Introduction by Stephen Poliakoff, writer and director

"Summer of Rockets is a six-part series for 主播大秀 Two, set in 1958, which was an extraordinary year. It saw the end of the debs [debutantes] being presented to the queen. It was also a time of great fear of nuclear war. The Cold War was at its absolute height and it ended with the Notting Hill riots - a reminder of the racial tensions that were bubbling up. All these things came together within a few weeks in the summer of 1958, that’s why I’ve always been fascinated by that time and thought it was a great setting for a drama.

We follow Samuel, who finds himself caught up with the Secret Service and involved in the mystery which he has to try to solve. Hannah, his daughter, is desperately trying to find her own identity and having to do this grizzly season. Sacha, the little boy, is sent off to boarding school, which is closely modelled on the boarding school that I went to.

Summer of Rockets centres around a family - modelled closely on my own - that gradually gets caught up in the tensions of the Cold War. The story is fiction, but it has many elements that are true. Sascha, the little boy, is sent off to an austere and frightening boarding school, just as I was. Samuel’s firm, the invention of the pager, the use of deaf workers and, most surreally, being suspected by the Secret Service of bugging Winston Churchill’s hearing aid, that’s all true.

When you make a period drama, you are conscious that you must speak to a modern audience and that there may be resonances. The most important is the fear of Russian penetration, which dominates the story of Summer of Rockets, but also dominates us now. But also the sense of technology exploding… these are all very urgent concerns for us at the moment and they’re all contained in the summer that these characters lived through.

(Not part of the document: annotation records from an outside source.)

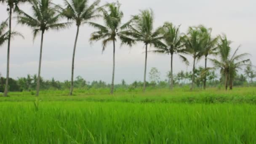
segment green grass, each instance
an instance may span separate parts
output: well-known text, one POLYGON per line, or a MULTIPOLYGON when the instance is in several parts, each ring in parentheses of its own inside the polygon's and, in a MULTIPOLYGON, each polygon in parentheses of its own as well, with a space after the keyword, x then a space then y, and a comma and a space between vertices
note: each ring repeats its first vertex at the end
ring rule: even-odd
POLYGON ((83 91, 0 97, 0 144, 256 143, 255 88, 83 91))

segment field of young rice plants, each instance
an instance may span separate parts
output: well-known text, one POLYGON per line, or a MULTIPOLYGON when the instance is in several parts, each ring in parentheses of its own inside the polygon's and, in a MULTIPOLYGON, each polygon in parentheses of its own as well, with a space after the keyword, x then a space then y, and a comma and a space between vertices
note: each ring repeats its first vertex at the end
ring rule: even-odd
MULTIPOLYGON (((251 92, 245 91, 247 95, 255 91, 245 89, 251 92)), ((235 93, 226 93, 221 96, 235 93)), ((256 105, 247 101, 172 101, 167 92, 159 93, 160 99, 167 99, 164 101, 150 100, 157 95, 144 98, 140 93, 130 99, 128 93, 123 99, 115 96, 113 101, 103 95, 64 101, 58 99, 68 96, 21 96, 15 101, 19 96, 13 93, 0 98, 0 144, 256 143, 256 105)))

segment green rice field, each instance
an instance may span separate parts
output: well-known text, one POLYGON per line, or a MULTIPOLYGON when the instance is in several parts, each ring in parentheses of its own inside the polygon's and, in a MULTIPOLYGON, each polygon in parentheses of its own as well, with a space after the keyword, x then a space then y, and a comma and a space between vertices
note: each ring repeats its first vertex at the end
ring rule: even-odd
POLYGON ((256 143, 255 88, 82 91, 0 97, 0 143, 256 143))

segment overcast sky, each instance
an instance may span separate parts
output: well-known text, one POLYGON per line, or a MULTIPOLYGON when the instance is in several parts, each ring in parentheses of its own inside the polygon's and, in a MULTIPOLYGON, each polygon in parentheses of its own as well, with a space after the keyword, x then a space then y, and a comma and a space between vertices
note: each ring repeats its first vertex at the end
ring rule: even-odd
MULTIPOLYGON (((101 5, 115 0, 102 0, 101 5)), ((251 54, 251 60, 256 64, 256 1, 255 0, 120 0, 124 13, 123 22, 139 10, 152 8, 155 14, 154 27, 162 25, 166 21, 174 24, 181 24, 181 32, 186 32, 189 26, 202 24, 213 28, 213 34, 225 33, 232 41, 233 49, 240 44, 239 53, 251 54)), ((54 0, 56 4, 62 4, 61 0, 54 0)), ((92 1, 90 1, 91 3, 92 1)), ((7 18, 6 5, 0 4, 0 21, 7 18)), ((21 5, 21 8, 30 13, 28 4, 21 5)), ((13 28, 21 33, 25 39, 16 37, 11 41, 10 76, 16 78, 28 74, 37 73, 40 35, 32 41, 31 29, 17 25, 13 19, 13 28)), ((100 22, 100 20, 95 20, 100 22)), ((68 29, 59 31, 47 31, 45 35, 43 49, 41 75, 50 79, 54 77, 63 81, 70 79, 71 61, 76 28, 75 24, 68 29)), ((111 80, 112 45, 108 45, 101 53, 101 42, 90 44, 91 33, 95 29, 87 25, 80 29, 75 58, 75 77, 80 75, 87 80, 101 80, 107 83, 111 80)), ((119 48, 117 43, 116 52, 115 83, 121 83, 122 79, 128 83, 143 80, 144 63, 144 47, 138 43, 131 48, 123 46, 119 48)), ((0 73, 5 77, 7 43, 0 48, 0 73)), ((188 56, 192 61, 192 58, 188 56)), ((149 54, 147 72, 155 67, 161 72, 161 77, 166 79, 170 69, 170 56, 165 54, 149 54)), ((191 64, 191 65, 192 64, 191 64)), ((203 61, 197 66, 203 65, 203 61)), ((174 56, 174 72, 187 69, 179 59, 174 56)), ((191 70, 191 66, 187 67, 191 70)))

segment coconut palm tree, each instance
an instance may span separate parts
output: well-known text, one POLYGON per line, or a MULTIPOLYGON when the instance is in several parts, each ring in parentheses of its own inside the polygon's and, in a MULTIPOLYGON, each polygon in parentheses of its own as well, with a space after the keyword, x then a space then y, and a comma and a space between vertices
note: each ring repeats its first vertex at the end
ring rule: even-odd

Another challenge that I set myself when writing the story was that I had big set-piece sequences happening - one on The Mall, one inside Buckingham Palace, one in a big stately home with military activity… and when you’re creating these big set-pieces you need an incredibly good, big team around you. We’d all worked together before so that was a great short-hand. We all tried to make it as vivid as possible and not like we’re staring into the past from a height, not like we’re looking into a fishbowl.

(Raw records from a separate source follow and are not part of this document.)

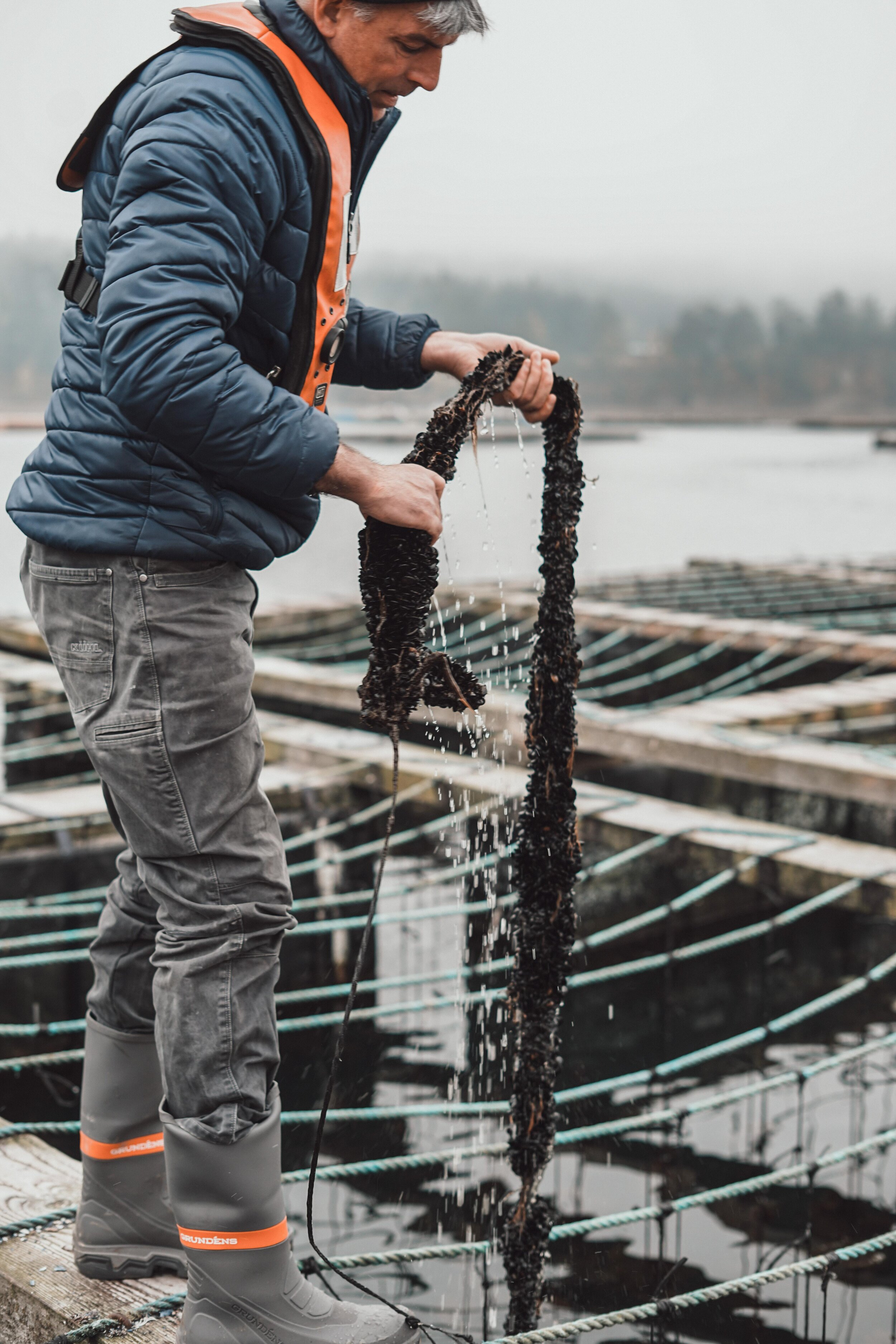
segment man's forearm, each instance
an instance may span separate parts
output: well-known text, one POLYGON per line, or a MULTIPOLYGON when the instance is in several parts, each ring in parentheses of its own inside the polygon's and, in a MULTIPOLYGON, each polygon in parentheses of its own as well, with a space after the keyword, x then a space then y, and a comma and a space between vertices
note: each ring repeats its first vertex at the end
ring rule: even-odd
POLYGON ((321 476, 314 489, 320 495, 352 500, 360 507, 361 499, 375 488, 377 470, 380 470, 377 462, 364 457, 348 444, 340 444, 329 470, 321 476))
POLYGON ((351 500, 364 517, 429 532, 433 543, 442 535, 439 500, 445 481, 424 466, 406 462, 387 466, 340 444, 332 466, 314 489, 351 500))

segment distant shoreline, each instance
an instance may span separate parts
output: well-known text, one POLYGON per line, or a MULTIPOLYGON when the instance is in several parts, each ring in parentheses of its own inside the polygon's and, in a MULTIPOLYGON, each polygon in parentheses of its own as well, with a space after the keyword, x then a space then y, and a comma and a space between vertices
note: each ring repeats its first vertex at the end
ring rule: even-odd
MULTIPOLYGON (((364 439, 388 441, 391 438, 406 438, 416 427, 416 417, 407 421, 386 421, 339 417, 348 438, 355 435, 364 439)), ((806 413, 794 414, 785 411, 744 411, 744 410, 614 410, 614 411, 586 411, 583 437, 588 438, 637 438, 639 425, 676 425, 676 426, 712 426, 712 425, 786 425, 795 429, 815 430, 887 430, 896 427, 896 410, 892 415, 811 415, 806 413)), ((42 411, 0 411, 0 430, 43 430, 42 411)), ((422 423, 420 423, 422 427, 422 423)), ((498 442, 516 439, 516 429, 502 423, 496 426, 498 442)), ((523 425, 524 435, 540 434, 535 425, 523 425)))

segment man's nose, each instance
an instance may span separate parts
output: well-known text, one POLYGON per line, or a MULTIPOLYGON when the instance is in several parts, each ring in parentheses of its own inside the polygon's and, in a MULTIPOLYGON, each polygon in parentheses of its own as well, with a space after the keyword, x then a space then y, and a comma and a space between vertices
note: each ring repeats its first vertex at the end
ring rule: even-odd
POLYGON ((427 51, 418 54, 414 66, 407 71, 407 78, 415 89, 424 89, 427 93, 433 93, 438 87, 441 74, 442 50, 441 47, 430 47, 427 51))

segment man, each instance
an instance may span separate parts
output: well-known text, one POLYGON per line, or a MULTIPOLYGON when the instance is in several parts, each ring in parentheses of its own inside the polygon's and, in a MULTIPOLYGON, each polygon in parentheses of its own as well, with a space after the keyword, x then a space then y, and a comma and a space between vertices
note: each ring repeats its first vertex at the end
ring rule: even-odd
MULTIPOLYGON (((508 341, 349 301, 395 103, 486 20, 478 0, 261 0, 173 26, 60 171, 83 190, 63 352, 7 505, 128 844, 91 948, 75 1257, 98 1278, 189 1266, 183 1344, 406 1340, 290 1253, 274 984, 292 892, 258 784, 247 570, 308 539, 320 493, 441 532, 442 480, 353 452, 324 407, 330 380, 461 378, 508 341)), ((509 399, 544 419, 557 356, 513 344, 509 399)))

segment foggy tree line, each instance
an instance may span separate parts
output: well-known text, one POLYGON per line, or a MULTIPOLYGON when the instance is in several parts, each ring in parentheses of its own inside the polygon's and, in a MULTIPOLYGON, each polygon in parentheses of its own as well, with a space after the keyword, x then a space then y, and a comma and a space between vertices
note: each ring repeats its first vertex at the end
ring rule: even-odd
MULTIPOLYGON (((0 243, 0 402, 40 409, 58 355, 66 247, 0 243)), ((627 301, 547 284, 451 274, 361 276, 369 302, 445 328, 525 333, 563 353, 591 406, 629 410, 869 414, 896 409, 896 314, 832 293, 811 312, 775 304, 627 301), (664 306, 665 304, 665 306, 664 306), (646 316, 645 316, 646 313, 646 316)))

When Samuel and his family meet the Shaws, Samuel is entranced by them. Linus Roache’s character Richard is a war hero and a famous man. Keeley Hawes wonderfully plays Kathleen, an aristocratic lady, incredibly poised. With them, we see very early on in the story that there is an underlying pain and that something is very wrong.

Arthur [played by Timothy Spall] is a charming character, but you feel early on that there may be something a little bit worrying about him - he asks very incisive questions. Timothy Spall’s great warmth and individuality as an actor means that you have to work out if he is a good character or a bad character, to put it simply. That is a very powerful tension in the story.

Hannah is incredibly resistant to doing the season. She’s quite a strong-willed character and has an original mind. She’s very interested in things going on around her. Lily’s wonderfully illuminating performance encapsulates all of that."